BEL-7404人肝癌细胞实验操作步骤

细胞传代与扩增

当细胞密度达到80%-90%时即可传代。弃去旧培养基，用预冷的PBS轻柔洗涤2次，加入0.25%（含0.02% EDTA）1mL，37℃消化1-2分钟。镜下观察细胞回缩变圆后，立即加入2mL培养基终止消化，轻柔吹打形成单细胞悬液。1000rpm离心5分钟，弃上清，用新鲜培养基重悬后按1:2~1:3比例分至新培养瓶，补充培养基至3mL/瓶，标记好代次与日期。

冻存与复苏

冻存液配制：培养基与DMSO按9:1比例混合，4℃预冷。取对数生长期细胞，按传代方法消化后计数，调整密度至5×10⁶/mL，与冻存液1:1混合分装至冻存管，标注细胞名称、代次、日期。采用梯度降温法：4℃ 30min→-20℃ 2h→-80℃过夜，最后转入液氮长期保存。
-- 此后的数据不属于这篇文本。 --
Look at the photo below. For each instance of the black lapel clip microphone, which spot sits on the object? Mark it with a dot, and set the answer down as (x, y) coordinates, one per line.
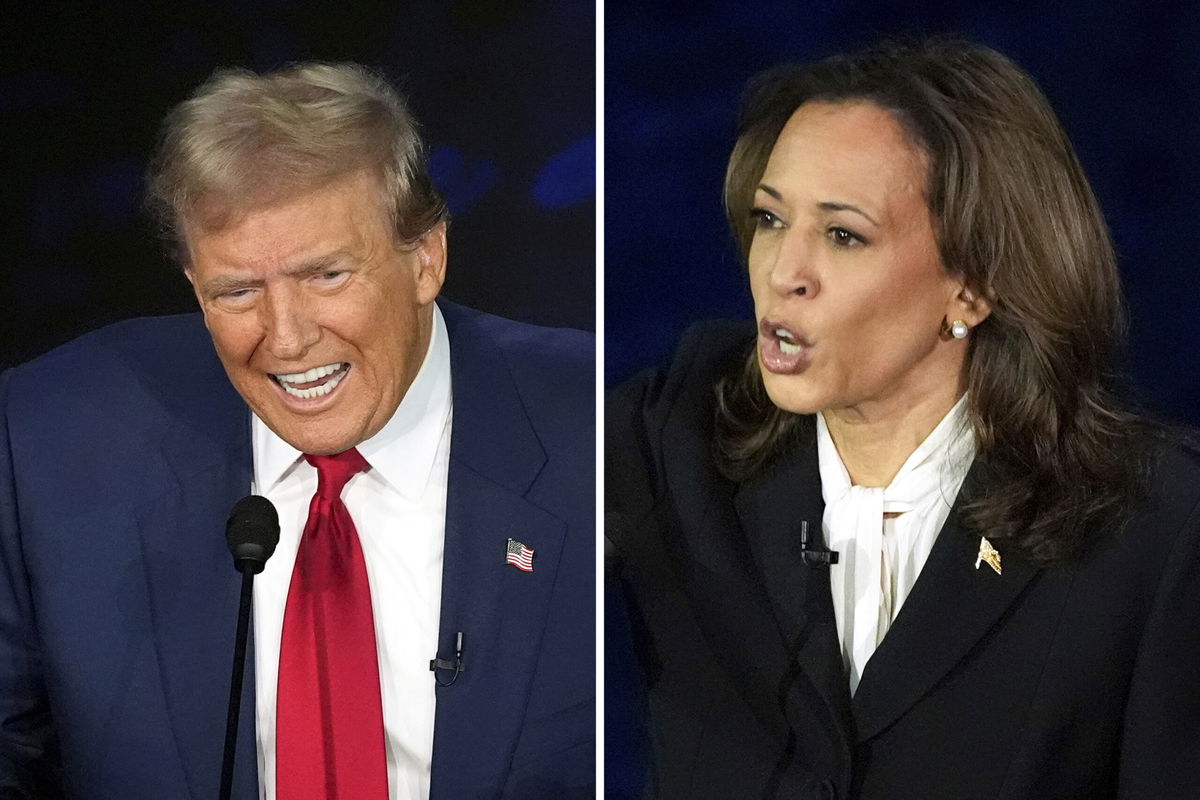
(455, 666)
(815, 554)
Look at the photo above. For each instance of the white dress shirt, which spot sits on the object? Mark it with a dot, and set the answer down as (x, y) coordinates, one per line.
(399, 507)
(881, 555)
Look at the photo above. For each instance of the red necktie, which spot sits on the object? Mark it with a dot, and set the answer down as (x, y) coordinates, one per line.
(329, 739)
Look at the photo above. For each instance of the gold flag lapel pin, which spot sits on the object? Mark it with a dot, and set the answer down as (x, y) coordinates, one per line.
(988, 553)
复苏时快速将冻存管置入37℃水浴，融化后转移至15mL离心管，加5mL预温培养基稀释，离心去上清，重悬后接种至培养瓶。

实验质量控制

（1）定期检测支原体污染（每2月1次），推荐使用PCR法；

（2）传代时保留细胞形态照片，异常形态需排查污染或代谢问题；

（3）关键实验前需进行活力检测（台盼蓝染色法活细胞率应>95%）；

（4）建立细胞生长曲线，记录群体倍增时间（PDT），BEL-7404正常PDT为24±2小时。

注意事项

（1）所有操作需在超净台内完成，避免交叉污染；

（2）消化时间根据细胞状态动态调整，过度消化会导致细胞损伤；

（3）冻存细胞复苏后换液需保留50%原培养基；

（4）实验数据需记录培养基批号、血清来源等关键参数。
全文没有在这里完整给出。